Previously, for its non-contributory qualified defined benefit pension plan (“Qualified Pension Plan”), the Company used a market-related value of plan assets reflecting changes in the fair value of plan assets amortized over a four-year period. Under the new accounting method, the market-related value of plan assets reflects the actual change in the fair value of the plan assets for the year. While the historical policy of recognizing pension expense is acceptable, the Company believes that the new policy is preferable as it eliminates the delay in recognition of the change in fair value of plan assets for the calculation of the market-related value of plan assets.
“The new method, adopted in the fourth quarter of 2011, will provide greater transparency to the Company’s underlying operating results,” commented William Denninger, Senior Vice President and CFO. “This change will have no impact on the Company’s cash flow or pension benefits for employees and retirees.”
The change in accounting has been applied retrospectively to prior periods. The new accounting policy has reduced net income previously reported for 2010 by approximately $2.7 million (or $0.11 per diluted share) and reported net income in 2009 by approximately $7.7 million (or $0.30 per diluted share). The impact on the three quarters already reported in 2011 has been an increase to net income of $1.8 million (or $0.07 per diluted share). The table below illustrates the quarterly effect on previously reported earnings per share for 2010 and 2011.
As a result of this accounting change full year 2011 pension expense is now expected to be $3.9 million lower, on a pre-tax basis, than previous expectations. This will result in an anticipated increase to full year 2011 net earnings of $2.4 million (or $0.09 per diluted share).

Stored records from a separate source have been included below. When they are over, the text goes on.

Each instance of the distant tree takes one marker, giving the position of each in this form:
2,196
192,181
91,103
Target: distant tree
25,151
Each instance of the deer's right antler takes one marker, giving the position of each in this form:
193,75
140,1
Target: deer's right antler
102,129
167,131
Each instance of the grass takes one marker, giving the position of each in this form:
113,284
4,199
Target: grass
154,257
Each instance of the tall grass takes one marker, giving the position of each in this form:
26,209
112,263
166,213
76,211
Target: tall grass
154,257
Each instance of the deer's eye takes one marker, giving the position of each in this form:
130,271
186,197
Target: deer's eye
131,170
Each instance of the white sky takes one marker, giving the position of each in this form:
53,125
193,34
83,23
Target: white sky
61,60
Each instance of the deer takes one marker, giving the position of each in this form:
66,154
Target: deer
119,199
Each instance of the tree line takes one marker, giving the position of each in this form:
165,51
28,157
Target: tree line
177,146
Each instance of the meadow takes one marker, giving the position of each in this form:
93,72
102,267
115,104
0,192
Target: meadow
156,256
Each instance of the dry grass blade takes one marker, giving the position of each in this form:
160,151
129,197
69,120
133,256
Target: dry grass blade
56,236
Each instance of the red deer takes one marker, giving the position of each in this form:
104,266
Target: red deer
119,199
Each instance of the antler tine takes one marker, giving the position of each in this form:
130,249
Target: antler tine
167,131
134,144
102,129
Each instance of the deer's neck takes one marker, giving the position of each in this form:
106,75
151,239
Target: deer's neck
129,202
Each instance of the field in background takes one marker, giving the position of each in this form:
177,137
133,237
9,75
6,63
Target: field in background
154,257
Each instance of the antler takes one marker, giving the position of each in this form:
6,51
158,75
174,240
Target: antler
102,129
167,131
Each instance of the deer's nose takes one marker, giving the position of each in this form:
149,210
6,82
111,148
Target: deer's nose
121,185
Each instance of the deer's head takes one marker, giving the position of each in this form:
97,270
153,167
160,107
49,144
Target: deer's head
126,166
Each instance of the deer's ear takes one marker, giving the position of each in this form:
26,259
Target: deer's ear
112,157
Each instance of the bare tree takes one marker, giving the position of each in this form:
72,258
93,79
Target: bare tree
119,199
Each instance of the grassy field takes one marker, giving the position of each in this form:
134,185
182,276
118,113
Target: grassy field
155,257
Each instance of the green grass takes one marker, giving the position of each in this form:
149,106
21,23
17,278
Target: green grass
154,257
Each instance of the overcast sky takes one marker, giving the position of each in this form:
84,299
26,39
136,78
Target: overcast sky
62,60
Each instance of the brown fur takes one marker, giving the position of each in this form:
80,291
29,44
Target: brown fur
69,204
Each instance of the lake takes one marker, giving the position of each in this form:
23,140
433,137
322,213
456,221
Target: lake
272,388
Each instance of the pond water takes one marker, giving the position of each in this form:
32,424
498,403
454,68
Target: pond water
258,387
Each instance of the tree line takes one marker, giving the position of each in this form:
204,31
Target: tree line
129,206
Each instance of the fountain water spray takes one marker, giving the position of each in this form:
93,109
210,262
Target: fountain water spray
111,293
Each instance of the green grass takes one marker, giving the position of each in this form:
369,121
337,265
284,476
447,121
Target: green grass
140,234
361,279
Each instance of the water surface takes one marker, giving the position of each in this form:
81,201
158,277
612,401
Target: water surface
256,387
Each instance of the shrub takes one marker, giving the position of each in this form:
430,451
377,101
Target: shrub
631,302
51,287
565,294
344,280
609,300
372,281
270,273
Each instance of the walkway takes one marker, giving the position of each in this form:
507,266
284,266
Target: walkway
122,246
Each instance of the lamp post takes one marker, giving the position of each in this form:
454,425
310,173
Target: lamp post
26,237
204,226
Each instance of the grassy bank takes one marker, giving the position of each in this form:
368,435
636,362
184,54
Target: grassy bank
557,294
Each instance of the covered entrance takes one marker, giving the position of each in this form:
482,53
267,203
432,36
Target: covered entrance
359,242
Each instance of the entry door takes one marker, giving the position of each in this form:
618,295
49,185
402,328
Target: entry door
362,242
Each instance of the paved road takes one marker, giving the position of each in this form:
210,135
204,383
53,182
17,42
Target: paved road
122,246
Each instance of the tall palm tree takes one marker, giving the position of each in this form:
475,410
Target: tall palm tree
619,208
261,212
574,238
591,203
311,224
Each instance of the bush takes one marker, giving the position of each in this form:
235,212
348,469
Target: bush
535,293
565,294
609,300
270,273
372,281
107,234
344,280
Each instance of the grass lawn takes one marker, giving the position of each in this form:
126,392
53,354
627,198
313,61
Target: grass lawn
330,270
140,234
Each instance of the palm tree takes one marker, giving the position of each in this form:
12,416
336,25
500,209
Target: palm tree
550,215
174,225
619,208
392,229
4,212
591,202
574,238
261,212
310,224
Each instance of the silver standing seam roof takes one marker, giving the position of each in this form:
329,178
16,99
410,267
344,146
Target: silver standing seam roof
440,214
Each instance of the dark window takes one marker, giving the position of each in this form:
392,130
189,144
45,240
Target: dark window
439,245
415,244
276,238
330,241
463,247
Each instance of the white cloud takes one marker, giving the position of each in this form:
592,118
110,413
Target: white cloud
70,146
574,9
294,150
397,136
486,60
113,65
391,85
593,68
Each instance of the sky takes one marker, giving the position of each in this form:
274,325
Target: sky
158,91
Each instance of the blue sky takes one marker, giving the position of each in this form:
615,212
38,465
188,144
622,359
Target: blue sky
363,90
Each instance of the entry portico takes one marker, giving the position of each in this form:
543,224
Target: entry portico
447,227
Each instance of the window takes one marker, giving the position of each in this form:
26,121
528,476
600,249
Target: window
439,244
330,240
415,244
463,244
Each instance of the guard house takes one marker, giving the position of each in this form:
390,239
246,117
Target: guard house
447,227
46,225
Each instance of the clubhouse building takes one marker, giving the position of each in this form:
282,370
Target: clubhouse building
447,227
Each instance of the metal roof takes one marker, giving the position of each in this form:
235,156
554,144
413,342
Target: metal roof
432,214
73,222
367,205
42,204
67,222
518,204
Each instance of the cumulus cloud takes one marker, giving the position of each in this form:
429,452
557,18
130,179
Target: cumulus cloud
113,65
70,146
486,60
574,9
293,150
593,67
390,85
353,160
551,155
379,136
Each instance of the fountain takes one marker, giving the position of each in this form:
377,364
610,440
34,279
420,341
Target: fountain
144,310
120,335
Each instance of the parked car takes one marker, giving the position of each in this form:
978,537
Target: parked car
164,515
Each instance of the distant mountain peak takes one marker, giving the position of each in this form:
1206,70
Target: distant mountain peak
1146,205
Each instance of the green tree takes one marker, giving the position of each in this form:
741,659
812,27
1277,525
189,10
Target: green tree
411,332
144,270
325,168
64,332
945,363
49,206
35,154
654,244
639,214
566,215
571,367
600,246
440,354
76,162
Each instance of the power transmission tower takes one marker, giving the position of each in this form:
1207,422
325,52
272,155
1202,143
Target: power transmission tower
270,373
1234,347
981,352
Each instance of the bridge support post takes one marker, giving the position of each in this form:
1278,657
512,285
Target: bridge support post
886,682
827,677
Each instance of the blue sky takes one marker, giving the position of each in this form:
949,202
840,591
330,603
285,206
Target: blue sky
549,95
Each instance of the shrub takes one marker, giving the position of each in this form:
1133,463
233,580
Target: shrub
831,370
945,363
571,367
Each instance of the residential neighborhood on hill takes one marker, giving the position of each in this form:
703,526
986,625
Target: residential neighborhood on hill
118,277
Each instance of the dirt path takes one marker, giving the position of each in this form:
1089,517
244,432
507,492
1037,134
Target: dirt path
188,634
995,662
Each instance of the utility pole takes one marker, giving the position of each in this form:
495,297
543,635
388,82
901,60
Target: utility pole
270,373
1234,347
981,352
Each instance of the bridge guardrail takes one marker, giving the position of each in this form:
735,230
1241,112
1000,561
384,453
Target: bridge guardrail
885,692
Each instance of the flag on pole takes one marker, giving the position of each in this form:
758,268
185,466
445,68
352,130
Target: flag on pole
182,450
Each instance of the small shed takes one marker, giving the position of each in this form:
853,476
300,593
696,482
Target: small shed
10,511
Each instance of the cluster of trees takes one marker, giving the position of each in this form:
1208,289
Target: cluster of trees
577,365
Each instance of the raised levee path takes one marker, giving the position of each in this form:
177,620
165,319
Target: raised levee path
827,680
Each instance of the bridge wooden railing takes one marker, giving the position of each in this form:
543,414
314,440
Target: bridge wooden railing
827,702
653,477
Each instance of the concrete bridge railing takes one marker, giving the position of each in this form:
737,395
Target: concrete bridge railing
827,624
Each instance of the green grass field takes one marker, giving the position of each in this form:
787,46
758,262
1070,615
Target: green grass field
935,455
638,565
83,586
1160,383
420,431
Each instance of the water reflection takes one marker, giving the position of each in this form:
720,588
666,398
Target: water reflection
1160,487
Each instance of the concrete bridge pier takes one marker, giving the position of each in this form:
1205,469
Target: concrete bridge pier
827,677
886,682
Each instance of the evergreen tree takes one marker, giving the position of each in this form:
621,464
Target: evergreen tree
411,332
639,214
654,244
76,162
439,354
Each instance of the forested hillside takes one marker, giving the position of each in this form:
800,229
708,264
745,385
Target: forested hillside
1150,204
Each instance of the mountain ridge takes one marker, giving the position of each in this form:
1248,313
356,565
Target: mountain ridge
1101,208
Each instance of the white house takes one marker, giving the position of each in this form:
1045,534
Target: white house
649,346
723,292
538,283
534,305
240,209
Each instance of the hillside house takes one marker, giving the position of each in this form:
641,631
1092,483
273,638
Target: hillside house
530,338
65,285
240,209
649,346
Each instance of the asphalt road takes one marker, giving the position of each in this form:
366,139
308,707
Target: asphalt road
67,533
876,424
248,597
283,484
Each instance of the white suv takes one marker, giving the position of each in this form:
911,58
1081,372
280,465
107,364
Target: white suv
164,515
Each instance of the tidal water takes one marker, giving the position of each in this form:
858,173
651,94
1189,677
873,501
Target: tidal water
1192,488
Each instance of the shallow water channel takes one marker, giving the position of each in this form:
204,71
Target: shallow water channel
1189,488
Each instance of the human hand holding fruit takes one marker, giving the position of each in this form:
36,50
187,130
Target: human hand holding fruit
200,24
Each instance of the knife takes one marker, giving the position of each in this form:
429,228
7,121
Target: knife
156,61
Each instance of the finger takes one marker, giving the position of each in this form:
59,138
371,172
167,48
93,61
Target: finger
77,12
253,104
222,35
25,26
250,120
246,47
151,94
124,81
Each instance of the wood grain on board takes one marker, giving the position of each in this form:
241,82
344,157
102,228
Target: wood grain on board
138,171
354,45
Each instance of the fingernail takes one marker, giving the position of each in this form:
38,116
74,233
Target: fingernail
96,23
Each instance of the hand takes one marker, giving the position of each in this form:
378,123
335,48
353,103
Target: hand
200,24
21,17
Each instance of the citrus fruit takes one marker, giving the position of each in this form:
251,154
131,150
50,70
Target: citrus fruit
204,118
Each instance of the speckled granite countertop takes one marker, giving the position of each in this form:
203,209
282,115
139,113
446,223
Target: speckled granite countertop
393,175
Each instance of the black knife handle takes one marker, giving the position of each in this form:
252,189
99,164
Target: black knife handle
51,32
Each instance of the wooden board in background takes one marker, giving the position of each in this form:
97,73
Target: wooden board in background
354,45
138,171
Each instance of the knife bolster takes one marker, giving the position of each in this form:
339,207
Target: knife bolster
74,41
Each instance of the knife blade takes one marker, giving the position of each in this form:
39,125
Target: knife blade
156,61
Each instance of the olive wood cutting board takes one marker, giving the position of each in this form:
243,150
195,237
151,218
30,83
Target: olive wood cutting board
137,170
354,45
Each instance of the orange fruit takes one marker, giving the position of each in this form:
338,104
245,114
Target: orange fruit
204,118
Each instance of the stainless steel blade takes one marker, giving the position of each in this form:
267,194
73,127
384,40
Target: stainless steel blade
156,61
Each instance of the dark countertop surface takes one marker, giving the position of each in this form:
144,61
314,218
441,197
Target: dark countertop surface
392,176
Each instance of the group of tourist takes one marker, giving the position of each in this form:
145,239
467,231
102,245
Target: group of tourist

The change in accounting will be applied retrospectively to the consolidated financial statements. The impact of all adjustments made to the consolidated financial statements will be summarized in the Notes to Consolidated Financial Statements in the Company’s annual report on Form 10-K expected to be filed on February 27, 2012.
About Kaman Corporation
Kaman Corporation, founded in 1945 by aviation pioneer Charles H. Kaman, and headquartered in Bloomfield, Connecticut conducts business in the aerospace and industrial distribution markets. The company produces and/or markets widely used proprietary aircraft bearings and components; complex metallic and composite aerostructures for commercial, military and general aviation fixed and rotary wing aircraft; aerostructure engineering design analysis and FAA certification services; safe and arm solutions for missile and bomb systems for the U.S. and allied militaries; subcontract helicopter work; and support for the company’s SH-2G Super Seasprite maritime helicopters and K-MAX medium-to-heavy lift helicopters. The company is a leading distributor of industrial parts, and operates more than 200 customer service centers and five distribution centers across North America. Kaman offers more than four million items including bearings, mechanical power transmission, electrical, material handling, motion control, fluid power, automation and MRO supplies to customers in virtually every industry. Additionally, Kaman provides engineering, design and support for automation, electrical, linear, hydraulic and pneumatic systems as well as belting and rubber fabrication, customized mechanical services, hose assemblies, repair, fluid analysis and motor management.